Seldom is it enquired whether Delhi is geared up for a sustainable culinary culture? Would the greasy food and whisky-loving metropolis be ready to accept fine dinner with accompanying discerning wines? From the recent turn of events it would seem that not only are Delhiites ready for it, but they also know how to enjoy such.

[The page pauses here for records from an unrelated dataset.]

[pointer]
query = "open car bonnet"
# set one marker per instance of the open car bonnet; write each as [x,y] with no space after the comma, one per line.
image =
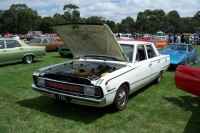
[84,39]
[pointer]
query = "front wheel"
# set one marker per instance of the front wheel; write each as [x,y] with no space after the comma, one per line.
[28,59]
[121,98]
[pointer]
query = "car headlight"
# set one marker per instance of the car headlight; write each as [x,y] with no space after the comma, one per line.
[89,90]
[40,81]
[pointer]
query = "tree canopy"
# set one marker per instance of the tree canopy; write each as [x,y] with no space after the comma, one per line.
[19,19]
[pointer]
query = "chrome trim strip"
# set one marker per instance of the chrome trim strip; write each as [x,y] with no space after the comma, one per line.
[74,99]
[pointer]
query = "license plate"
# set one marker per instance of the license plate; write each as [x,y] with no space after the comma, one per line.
[63,98]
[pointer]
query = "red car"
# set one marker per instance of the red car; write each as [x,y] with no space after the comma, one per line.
[187,78]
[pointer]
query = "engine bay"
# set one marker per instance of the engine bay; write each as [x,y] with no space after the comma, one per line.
[82,72]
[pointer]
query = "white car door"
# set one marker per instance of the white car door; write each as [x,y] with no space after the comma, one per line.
[143,67]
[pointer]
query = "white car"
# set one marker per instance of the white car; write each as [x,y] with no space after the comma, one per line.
[106,73]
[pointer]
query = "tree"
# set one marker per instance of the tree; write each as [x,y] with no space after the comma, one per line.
[175,20]
[19,19]
[95,19]
[45,23]
[72,14]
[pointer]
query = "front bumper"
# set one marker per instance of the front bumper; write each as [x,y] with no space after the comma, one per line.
[72,99]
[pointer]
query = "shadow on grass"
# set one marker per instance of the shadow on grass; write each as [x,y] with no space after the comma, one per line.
[192,104]
[65,110]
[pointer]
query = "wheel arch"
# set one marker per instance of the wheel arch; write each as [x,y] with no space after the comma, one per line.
[28,54]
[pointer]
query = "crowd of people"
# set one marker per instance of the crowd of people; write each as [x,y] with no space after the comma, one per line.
[181,38]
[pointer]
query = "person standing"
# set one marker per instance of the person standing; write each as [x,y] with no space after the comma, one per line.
[187,39]
[175,36]
[178,38]
[182,38]
[195,40]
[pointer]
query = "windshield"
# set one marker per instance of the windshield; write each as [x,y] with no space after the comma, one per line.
[176,47]
[128,49]
[35,40]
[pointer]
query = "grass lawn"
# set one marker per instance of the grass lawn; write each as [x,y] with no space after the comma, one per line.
[160,108]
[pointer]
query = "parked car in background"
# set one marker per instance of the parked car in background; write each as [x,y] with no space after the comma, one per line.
[14,36]
[15,50]
[187,78]
[104,71]
[50,43]
[64,51]
[180,53]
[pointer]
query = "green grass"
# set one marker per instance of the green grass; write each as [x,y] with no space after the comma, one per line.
[160,108]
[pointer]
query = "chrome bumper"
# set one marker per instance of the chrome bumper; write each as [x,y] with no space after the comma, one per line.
[72,99]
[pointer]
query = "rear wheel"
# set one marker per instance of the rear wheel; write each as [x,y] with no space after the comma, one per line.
[28,59]
[121,98]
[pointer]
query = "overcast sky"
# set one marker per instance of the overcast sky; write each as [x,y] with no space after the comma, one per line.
[115,10]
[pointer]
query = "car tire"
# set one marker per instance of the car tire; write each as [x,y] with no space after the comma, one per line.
[186,62]
[58,47]
[28,59]
[195,59]
[121,98]
[61,54]
[158,78]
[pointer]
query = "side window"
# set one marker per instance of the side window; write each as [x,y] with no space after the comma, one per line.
[2,46]
[150,51]
[12,44]
[141,53]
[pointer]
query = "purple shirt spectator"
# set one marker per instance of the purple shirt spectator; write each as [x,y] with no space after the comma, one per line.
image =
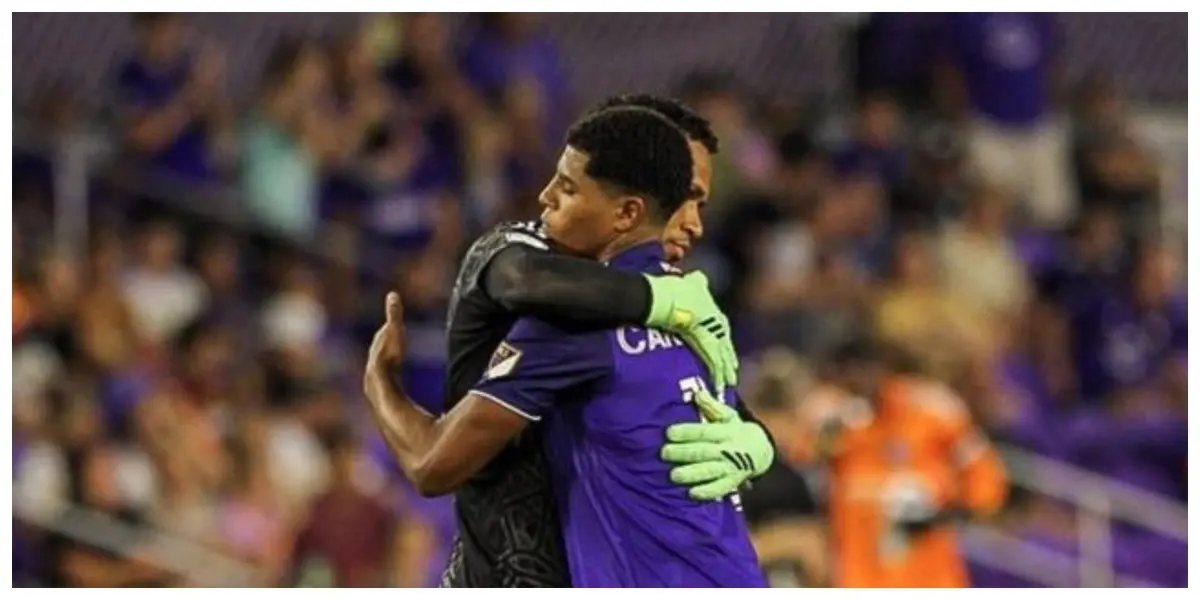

Recently, Mr. Justin Nugent, winemaker at the popular Aussie brand ‘Bird in Hand, Two in Bush’ was in the capital. Hotel Hilton, Janakpuri, hosted a wine dinner showcasing his wines at their fine dining Mughlai and Kashmiri restaurant, Zune, on the 7th of January 2011. Justin’s wines were delicately paired with Chef Iqbal Ahamad’s traditional preparations. The modest gathering included media, diplomats, aficionados, and wine professionals. What was thought to be a serious wine dinner soon transformed into a fun and amicable dining experience with Justin’s wines acting as a healthy social ointment. The combination of Chef Iqbal’s culinary expertise, Justin’s liquid passions, Magan’s witty-for-some-incorrigible-for-others style of dispensing gyan, and the hotel’s warm and meticulous hospitality, marked the evening a successful endeavour.
Bird in Hand winery is the brainchild of Justin’s brother, Mr. Andrew Nugent, who started the winery in 1997. The Adelaide Hills’ brother-duo today stands proud with their wines being regarded as one of Australia’s top produces. They make wines using local varieties like Sauvignon Blanc, Semillon, Riesling, and Chardonnay for whites and Shiraz, Merlot, Cabernet Sauvignon, and Pinot Noir amongst the reds. The wines are marketed under three labels: Nest Egg, Bird in Hand, and Two in the Bush. While Two in the Bush range has early easy-drinking wines, Bird in Hand is a more serious range with wines coming from limited yields. Nest Egg range is their premium quality produce released only in the best of years. ‘Joy’, the sparkling Pinot Noir wine from the Nest Egg range is also the name of the Nugent brothers’ mother.
These wines are brought to India by the Mumbai-based importers Aspri Spirits Pvt Ltd.
These fun and approachable wines were put to Wi-Not’s trained palate and this is our review:
Bird in Hand Non Vintage Sparkling Wine – White – Adelaide Hills
The wine’s colour is eye-catching and certainly raises some eye-brows, all for the right reasons. Tiny lazily rising bubbles from a copper hued wine, a different start already! The completely creamy fruit dominant nose with notes of raspberry cream, fruit tart, strawberries, and finishing with a floral touch of orchids. A light wine with a smooth mouthfeel and a caramel-like candied finish. The mouse was tad coarse adding structure to the wine. A great party starter and a perfect summer wine.
2008 Two In The Bush Semillon Sauvignon Blanc – White – Adelaide Hills
A fresh young wine with no signs of aging. Refreshing aromas of sweet white fruits, mainly honey dew melon and pears, with citrus and minerally afternotes and a touch of asparagus. An off-dry easy drinking wine with crisp acidity to provide balance. Notes of honey-dew melon, peardrop, kiwi, golden apples, and lettuce compliment the light body of the wine well. Well-balanced youthful and expressive wine. Won’t get better with cellaring.
Deep ruby coloured with signs of aging visible at the rims. Expressive nose with hint of oak, not too dominant, plums, sour cherry, pomegranate, and spices. The nose is creamy indicating Malolactic Fermentation. Dry palate with fine developing tannins, creamy mouthfeel, and notes of roasted vanilla, plums, berry jam, raspberries, and earthy tones. The alcohol is high thus making wine even smoother. A medium-bodied, food-worthy, approachable red that can handle another few years of cellaring.
2007 Two In The Bush Shiraz – Red – Mt Lofty Ranges
Deep ruby wine with tinge of purple and little aged rims. Intense and expressive nose with spicy and earthy notes. Amongst others were black olives, touch of blueberries, cranberry juice, dusty oak, pepper, cloves, and teakwood. Dry fruity palate with some jammy and some concentrated notes along with those of dark cherries, blackberries, beetroot coulis, grape syrup, and black currants. Alcohol seemed high at 14.5% but the wine was in balance. The tannins are soft and can easily be chewed upon. The wine needs heavy meaty flavoured dish to be justified.
Australia has placed itself as one of the strongest New World winemaking country. Not only it has been successful at altering the orthodox winemaking procedures in the past, it has always been looked up for introducing novel exciting offerings. With this perfect marriage of Australian wines and authentic Indian cuisine, this might just be the horizon of what they have to offer next. Who knows they might just turn the Indian vinos in to habitual indulgent.